Abstract

Endovascular repair (EVAR) of infrarenal aortic aneurysms (AAAs) is increasingly used in patients with suitable aortic morphology. Despite improvements in graft design, type II endoleak (EL-2) from the inferior mesenteric artery (EL-IMA) or lumbar artery (EL-LA) remains the Achilles' heel of EVAR. This study evaluated the natural history of the AAA sac after EVAR. Our hypothesis was that persistent EL-2 is associated with inferior AAA sac regression. A retrospective analysis of all nonruptured AAA treated by elective EVAR using Food and Drug Administration-approved endografts from January 2005 to December 2008 in our facility was performed. Review of medical records and preoperative and follow-up computed tomography angiograms (CTA) at 1, 6, and 12 months were performed. Patients with type I, III, and IV endoleaks were excluded. Persistent EL-2 was defined as EL-2 present on CTA at 6 months post-EVAR. AAA size and volume were analyzed using Aquarius TeraRecon software.

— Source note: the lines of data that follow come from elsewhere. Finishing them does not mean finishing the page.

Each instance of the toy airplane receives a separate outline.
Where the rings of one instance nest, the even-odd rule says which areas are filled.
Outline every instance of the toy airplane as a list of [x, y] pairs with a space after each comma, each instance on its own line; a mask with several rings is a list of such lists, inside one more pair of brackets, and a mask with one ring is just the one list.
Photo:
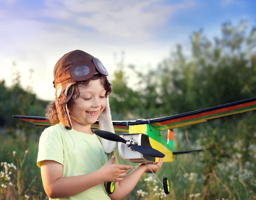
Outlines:
[[[115, 131], [128, 132], [128, 134], [120, 136], [109, 132], [109, 134], [113, 134], [118, 137], [118, 138], [114, 138], [116, 136], [112, 135], [109, 135], [109, 136], [108, 133], [102, 134], [100, 133], [102, 133], [102, 131], [95, 130], [94, 133], [96, 134], [99, 134], [100, 136], [108, 135], [108, 139], [105, 139], [119, 142], [118, 144], [118, 153], [121, 159], [125, 160], [131, 162], [154, 162], [156, 161], [155, 158], [157, 159], [163, 156], [159, 154], [161, 152], [165, 155], [163, 158], [163, 162], [169, 162], [174, 160], [175, 155], [202, 151], [195, 150], [174, 151], [172, 129], [199, 124], [255, 110], [256, 98], [253, 98], [160, 118], [138, 119], [136, 121], [113, 121], [113, 123]], [[17, 115], [13, 116], [13, 117], [37, 126], [49, 126], [52, 125], [45, 117]], [[92, 128], [99, 129], [98, 121], [92, 125]], [[161, 131], [165, 130], [168, 130], [167, 142], [164, 141], [161, 134]], [[101, 136], [99, 135], [101, 134]], [[102, 136], [102, 137], [104, 137]], [[126, 146], [125, 148], [125, 145]], [[142, 147], [143, 146], [144, 147]], [[147, 148], [145, 147], [147, 147]], [[128, 148], [131, 148], [133, 151]], [[146, 149], [148, 151], [143, 149]], [[168, 179], [164, 178], [163, 182], [164, 183], [166, 183], [165, 185], [162, 184], [165, 188], [165, 192], [166, 189], [166, 193], [169, 194], [169, 188]], [[112, 189], [114, 188], [114, 185], [113, 183], [112, 185], [108, 183], [108, 186], [111, 190], [111, 188]], [[109, 191], [111, 192], [110, 191]]]

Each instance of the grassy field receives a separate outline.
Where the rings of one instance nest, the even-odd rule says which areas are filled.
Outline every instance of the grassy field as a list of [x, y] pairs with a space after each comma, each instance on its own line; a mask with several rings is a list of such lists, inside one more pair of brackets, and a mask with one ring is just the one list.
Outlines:
[[[38, 142], [31, 141], [28, 152], [23, 149], [20, 139], [0, 139], [4, 141], [0, 145], [0, 162], [3, 162], [0, 171], [3, 173], [6, 172], [4, 162], [9, 164], [7, 166], [7, 177], [0, 175], [0, 200], [45, 199], [40, 169], [36, 165]], [[15, 157], [13, 151], [15, 151]], [[125, 199], [256, 199], [255, 163], [248, 162], [242, 165], [240, 155], [235, 155], [227, 162], [218, 164], [212, 172], [205, 174], [207, 167], [201, 162], [200, 158], [200, 154], [180, 155], [174, 162], [163, 164], [164, 176], [170, 183], [169, 194], [164, 194], [163, 186], [154, 174], [147, 174]], [[120, 163], [129, 164], [122, 160], [120, 160]], [[163, 182], [160, 171], [157, 175]]]

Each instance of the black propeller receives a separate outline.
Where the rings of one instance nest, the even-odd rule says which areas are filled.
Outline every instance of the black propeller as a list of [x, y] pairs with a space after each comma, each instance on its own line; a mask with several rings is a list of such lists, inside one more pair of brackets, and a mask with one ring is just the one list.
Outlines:
[[94, 130], [93, 133], [97, 136], [108, 140], [124, 143], [128, 147], [130, 147], [134, 150], [147, 156], [157, 158], [163, 158], [165, 156], [165, 154], [161, 153], [159, 151], [151, 147], [131, 144], [129, 142], [124, 139], [119, 135], [111, 132], [96, 130]]

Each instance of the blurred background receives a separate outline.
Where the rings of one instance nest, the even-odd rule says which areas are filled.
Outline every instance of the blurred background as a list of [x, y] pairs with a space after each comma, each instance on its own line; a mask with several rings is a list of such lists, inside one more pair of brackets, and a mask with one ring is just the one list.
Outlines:
[[[79, 49], [104, 64], [114, 120], [255, 97], [256, 7], [253, 0], [0, 0], [0, 199], [47, 198], [36, 165], [45, 128], [12, 115], [44, 116], [63, 55]], [[175, 151], [204, 151], [164, 163], [170, 194], [145, 174], [125, 199], [256, 199], [256, 114], [174, 129]]]

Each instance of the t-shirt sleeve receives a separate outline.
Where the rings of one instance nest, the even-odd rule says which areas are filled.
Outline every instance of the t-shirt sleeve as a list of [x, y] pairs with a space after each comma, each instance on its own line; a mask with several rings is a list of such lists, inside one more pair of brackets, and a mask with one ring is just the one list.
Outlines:
[[41, 167], [41, 161], [51, 160], [63, 165], [63, 143], [60, 134], [52, 128], [47, 128], [39, 139], [37, 165]]

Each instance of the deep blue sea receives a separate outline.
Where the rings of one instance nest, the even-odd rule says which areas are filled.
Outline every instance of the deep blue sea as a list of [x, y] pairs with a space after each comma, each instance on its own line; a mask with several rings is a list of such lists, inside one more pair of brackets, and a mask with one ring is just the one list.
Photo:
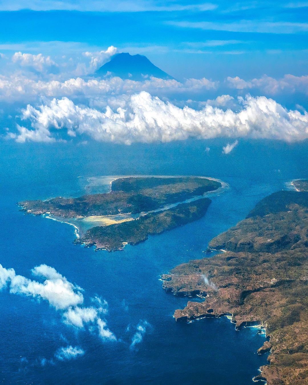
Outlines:
[[[273, 145], [267, 161], [262, 157], [254, 163], [253, 154], [247, 156], [246, 149], [238, 156], [240, 167], [236, 169], [236, 160], [230, 157], [233, 166], [226, 163], [224, 168], [226, 161], [206, 158], [205, 152], [200, 157], [199, 144], [191, 145], [189, 153], [183, 154], [182, 146], [166, 157], [164, 147], [157, 160], [152, 148], [143, 149], [139, 162], [132, 152], [130, 158], [127, 153], [121, 157], [119, 152], [107, 157], [105, 148], [100, 153], [97, 146], [86, 159], [69, 149], [65, 153], [63, 149], [57, 153], [54, 148], [39, 150], [33, 146], [23, 152], [21, 147], [1, 147], [0, 263], [32, 279], [31, 270], [46, 264], [82, 288], [85, 301], [95, 295], [104, 299], [108, 305], [104, 318], [117, 340], [103, 341], [88, 330], [77, 331], [64, 323], [61, 312], [47, 301], [5, 289], [0, 292], [0, 382], [253, 383], [252, 378], [266, 363], [266, 355], [256, 353], [264, 335], [253, 328], [236, 331], [226, 317], [176, 322], [174, 310], [189, 299], [165, 292], [160, 275], [179, 263], [204, 258], [203, 251], [212, 238], [243, 219], [259, 200], [285, 187], [291, 178], [308, 176], [306, 166], [298, 164], [298, 156], [305, 157], [304, 150], [300, 149], [296, 160], [300, 150], [293, 149], [294, 156], [288, 153], [284, 162], [281, 149]], [[203, 175], [219, 178], [230, 188], [213, 198], [201, 220], [114, 253], [74, 245], [72, 226], [25, 215], [16, 205], [27, 198], [78, 196], [84, 193], [82, 181], [88, 177], [142, 173]], [[132, 348], [140, 325], [146, 325], [145, 332]], [[59, 348], [69, 345], [79, 347], [84, 353], [71, 360], [55, 357]]]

Changes in AAA sac volume at 6 and 12 months were compared in patients (1) with and without EL-2 and (2) with an occluded vs patent IMA. The study cohort comprised 197 patients (164 men, 33 women) who were a mean age of 74 years. Mean preoperative AAA diameter was 5.5 cm, and volume was 137.45 cm3 (range 4-11 cm). EL-2 was present in 27% at completion of EVAR and persisted in 9% at a mean follow-up of 6 months (range, 4-8 months). EL-LA resolved in 94% on follow-up vs 55% of EL-IMA (P = .01 by Fisher exact test). Preoperatively, the IMA was occluded by coils or chronically occluded in 92 patients vs 105 patients who had a patent IMA. At the 6-month follow-up, patients with an occluded IMA had an EL-2 rate of 2.5% vs 13% in those with a patent IMA (P = .007 by t-test). Sac volume regression was 39.5% in those with an occluded IMA vs 29% in those with a patent IMA (P = .04 by Fisher test). Regression in AAA sac volume was highly significant in patients with occluded IMA at 60% vs 41.6% at 1 year (P = .0010, two- sided t-test). The presence of persistent EL-2 after EVAR results in inferior AAA sac regression. The majority of EL-LA spontaneously thrombose by 6 months; however, 45% of EL-IMA are persistent. Consideration should be given to preoperative coiling of a patent IMA before EVAR.